Moraes fala a influenciadores na segunda edição do 'Leis e Likes: o papel do Judiciário e a influência digital' | Créditos: Gustavo Moreno/STF


O ministro Alexandre de Moraes, do STF (Supremo Tribunal Federal), afirmou nesta quinta-feira (14) que empresas de tecnologia precisam ser responsabilizadas por conteúdos ilegais publicados em suas plataformas. Ele reiterou que as mesmas regras de conduta devem valer para o mundo físico e o digital.

“O que não pode no mundo real, não pode no mundo virtual. Se você não pode fazer algo pessoalmente, também não pode fazê-lo pela internet. É simples assim”, declarou, ao criticar a falta de responsabilização das redes sociais e a resistência de big techs em seguir legislações nacionais.

Moraes também abordou a dificuldade de supervisão de crianças e adolescentes no ambiente online.

“É impossível você controlar o que o seu filho, a sua filha, o seu neto, sua neta, está fazendo nas redes sociais. Quando eu era novo, nossos pais nem controlavam o que a gente fazia na rua. Imagina quando entra no quarto, está no celular, no tablet… Então é impossível isso", analisou.

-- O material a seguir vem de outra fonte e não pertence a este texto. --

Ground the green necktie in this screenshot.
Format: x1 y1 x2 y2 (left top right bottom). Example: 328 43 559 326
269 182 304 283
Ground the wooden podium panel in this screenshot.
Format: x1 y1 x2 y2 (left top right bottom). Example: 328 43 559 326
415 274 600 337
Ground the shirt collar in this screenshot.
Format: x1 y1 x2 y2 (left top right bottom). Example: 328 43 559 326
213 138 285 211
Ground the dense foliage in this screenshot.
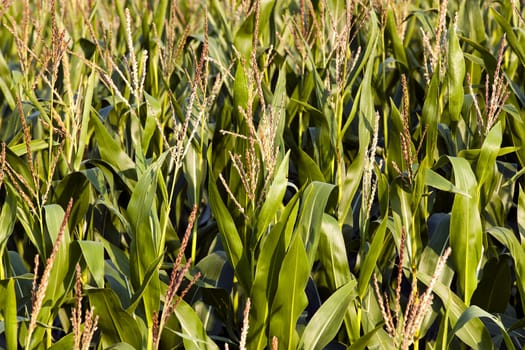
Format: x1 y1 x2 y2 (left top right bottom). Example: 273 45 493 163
0 0 525 349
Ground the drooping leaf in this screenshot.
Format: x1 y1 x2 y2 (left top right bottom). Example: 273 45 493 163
299 280 357 349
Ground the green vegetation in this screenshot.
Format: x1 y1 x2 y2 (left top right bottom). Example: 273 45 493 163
0 0 525 350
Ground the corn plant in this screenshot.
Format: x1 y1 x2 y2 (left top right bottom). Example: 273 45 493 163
0 0 525 350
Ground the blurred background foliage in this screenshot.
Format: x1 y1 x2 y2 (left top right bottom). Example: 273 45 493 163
0 0 525 349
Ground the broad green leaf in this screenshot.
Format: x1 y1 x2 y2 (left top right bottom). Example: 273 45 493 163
76 240 104 288
269 234 310 350
0 188 17 279
208 165 243 269
472 255 512 314
0 278 18 349
425 168 470 198
488 227 525 308
256 153 290 242
446 22 465 122
491 7 525 65
90 110 135 172
126 152 167 326
87 288 142 349
346 323 384 350
358 218 388 299
318 214 352 290
299 280 357 349
248 194 299 349
417 271 493 349
73 69 94 170
452 305 515 350
296 181 334 267
518 186 525 250
173 300 219 350
422 74 441 161
448 157 483 305
476 122 503 207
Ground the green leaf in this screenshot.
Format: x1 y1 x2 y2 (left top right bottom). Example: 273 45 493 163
317 214 353 290
417 271 493 350
446 22 465 122
358 218 388 299
425 168 470 198
90 110 135 172
270 234 310 350
476 122 503 207
487 227 525 309
296 181 335 267
208 161 243 270
248 194 299 349
173 300 219 350
126 152 168 326
490 7 525 65
299 280 357 349
452 305 515 350
448 157 483 305
73 69 98 170
257 152 290 242
87 288 142 349
76 240 104 288
0 278 18 349
346 323 384 350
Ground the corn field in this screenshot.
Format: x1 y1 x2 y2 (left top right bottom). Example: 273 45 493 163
0 0 525 350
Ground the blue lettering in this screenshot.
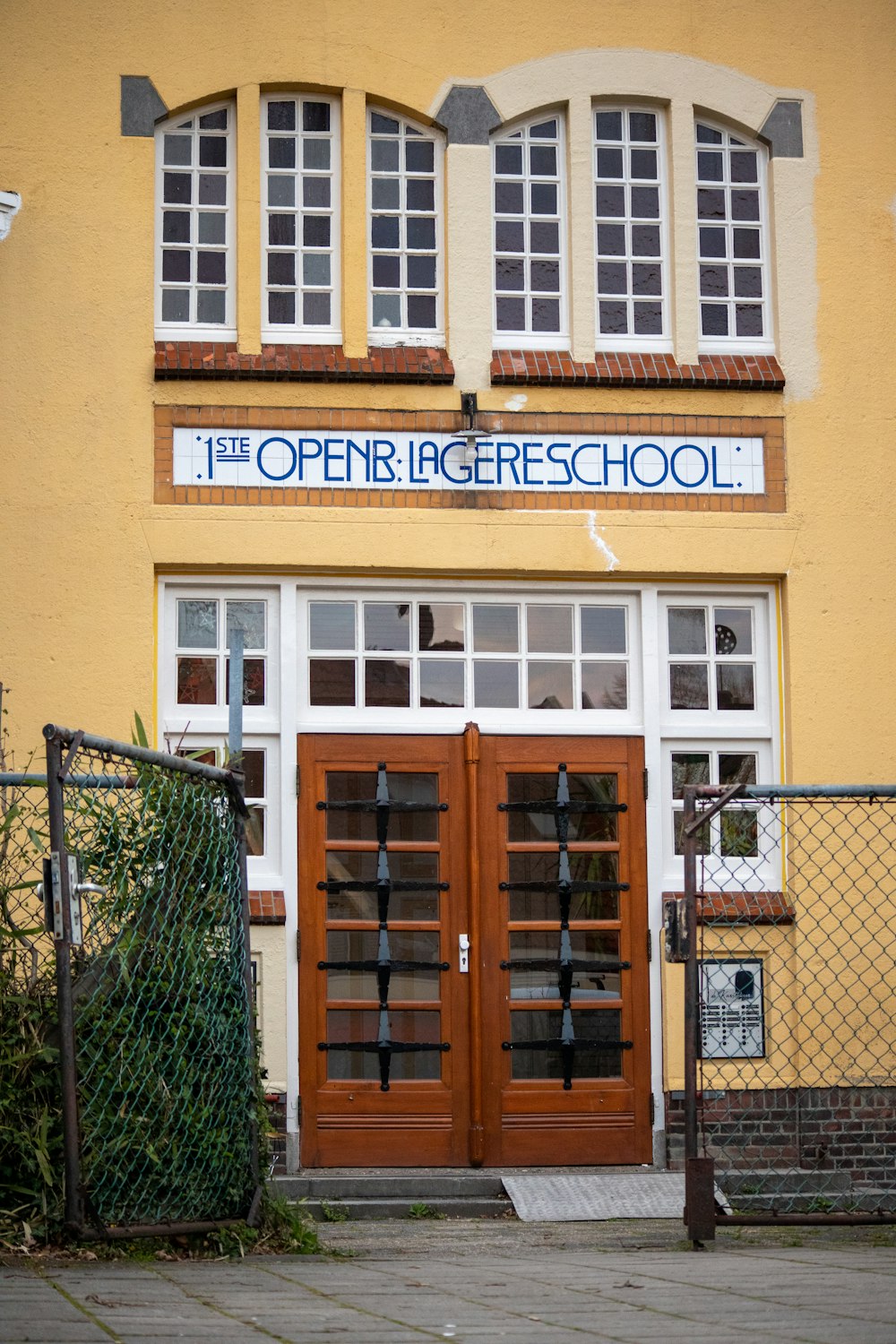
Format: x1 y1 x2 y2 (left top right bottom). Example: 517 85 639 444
298 438 323 481
629 444 669 491
374 438 396 483
255 435 297 481
323 438 345 481
439 438 473 486
710 444 740 491
522 441 544 486
548 444 573 486
669 444 710 491
495 443 520 486
603 444 629 491
570 444 607 486
345 438 371 481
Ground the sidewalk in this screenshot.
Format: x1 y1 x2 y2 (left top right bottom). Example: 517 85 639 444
0 1220 896 1344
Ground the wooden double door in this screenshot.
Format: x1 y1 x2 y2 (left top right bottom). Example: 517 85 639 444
298 725 651 1167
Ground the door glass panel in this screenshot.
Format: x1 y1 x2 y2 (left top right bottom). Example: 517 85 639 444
508 771 618 843
326 849 439 922
326 771 439 844
326 929 441 1002
511 929 622 1002
508 849 619 919
511 1008 622 1086
326 1008 442 1082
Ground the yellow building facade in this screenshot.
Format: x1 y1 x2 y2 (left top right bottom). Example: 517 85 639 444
0 0 896 1167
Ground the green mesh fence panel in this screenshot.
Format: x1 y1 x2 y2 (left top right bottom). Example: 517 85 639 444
55 746 255 1228
677 790 896 1220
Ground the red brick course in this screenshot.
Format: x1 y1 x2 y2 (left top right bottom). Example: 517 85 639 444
492 349 785 392
248 892 286 924
156 341 454 384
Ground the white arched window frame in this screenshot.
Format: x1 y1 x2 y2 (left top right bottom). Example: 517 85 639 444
366 108 444 346
156 102 237 340
261 93 342 344
694 117 775 355
592 102 672 352
492 110 570 349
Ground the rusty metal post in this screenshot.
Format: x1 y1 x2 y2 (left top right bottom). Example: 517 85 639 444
44 730 84 1236
683 785 716 1244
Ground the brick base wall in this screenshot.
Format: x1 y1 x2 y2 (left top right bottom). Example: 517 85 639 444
667 1086 896 1185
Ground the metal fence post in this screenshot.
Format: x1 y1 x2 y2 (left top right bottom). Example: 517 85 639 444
47 736 84 1236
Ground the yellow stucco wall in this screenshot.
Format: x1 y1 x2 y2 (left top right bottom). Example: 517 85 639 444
0 0 896 1113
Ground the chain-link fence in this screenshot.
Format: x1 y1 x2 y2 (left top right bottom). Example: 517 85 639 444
0 725 259 1236
676 785 896 1238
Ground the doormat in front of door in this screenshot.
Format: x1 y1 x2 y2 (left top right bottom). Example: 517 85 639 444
504 1172 729 1223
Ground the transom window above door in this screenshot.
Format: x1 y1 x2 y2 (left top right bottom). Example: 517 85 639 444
306 597 632 712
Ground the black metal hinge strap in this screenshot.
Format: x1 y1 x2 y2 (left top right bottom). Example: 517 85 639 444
317 960 452 970
498 957 632 970
496 882 630 897
317 878 449 895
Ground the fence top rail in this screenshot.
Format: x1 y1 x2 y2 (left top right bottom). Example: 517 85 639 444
685 784 896 803
43 723 243 797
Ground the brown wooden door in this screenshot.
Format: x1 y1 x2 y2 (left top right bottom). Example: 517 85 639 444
298 728 651 1167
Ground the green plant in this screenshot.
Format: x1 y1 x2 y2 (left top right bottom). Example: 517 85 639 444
320 1199 348 1223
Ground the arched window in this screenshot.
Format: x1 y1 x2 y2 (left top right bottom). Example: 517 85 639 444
156 102 237 340
492 113 570 349
594 105 672 351
262 94 341 344
696 121 774 354
368 108 444 346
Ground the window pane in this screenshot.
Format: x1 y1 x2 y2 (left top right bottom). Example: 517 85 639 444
177 658 218 704
473 602 520 653
364 602 411 652
582 663 629 710
326 1008 442 1082
672 752 711 798
528 661 573 710
224 659 264 704
326 849 439 922
669 663 710 710
508 849 619 921
508 929 622 1000
242 747 264 798
307 659 355 704
326 929 441 1003
713 607 753 658
418 602 463 652
473 663 520 710
227 599 267 650
669 607 707 653
420 659 465 710
525 605 573 653
506 771 618 846
177 599 218 650
326 762 439 844
364 659 411 709
716 663 756 710
511 1008 622 1080
309 602 355 650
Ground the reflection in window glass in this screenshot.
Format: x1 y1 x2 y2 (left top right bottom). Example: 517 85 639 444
309 602 355 650
669 607 707 653
364 602 411 653
579 607 627 653
582 663 629 710
473 602 520 653
418 602 463 653
525 604 573 653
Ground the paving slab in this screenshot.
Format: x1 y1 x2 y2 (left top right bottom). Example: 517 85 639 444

O ministro destacou o papel de todos no cuidado com os menores de idade. “Óbvio que os pais têm que auxiliar, a educação, a escola tem que auxiliar, mas as redes sociais também têm que ter responsabilidade”, disse.

Evento com influenciadores

A fala aconteceu na segunda edição do “Leis e Likes: o papel do Judiciário e a influência digital”, evento do STF em parceria com o Redes Cordiais que reúne 26 influenciadores digitais para uma imersão sobre Justiça e democracia.

O encontro inclui visitas guiadas, participação em sessões plenárias e conversas com ministros como Cármen Lúcia, Luís Roberto Barroso e o próprio Moraes.

O ministro respondeu a um influenciador que o questionou sobre a regulação das redes sociais, tema que ganhou força após um vídeo do criador de conteúdo Felca denunciar a exploração de crianças e adolescentes na internet.

Moraes relembrou a decisão de junho do STF, que determinou a responsabilização das redes sociais por postagens de usuários, caso não as removam após notificação extrajudicial — ou seja, sem necessidade de ordem judicial.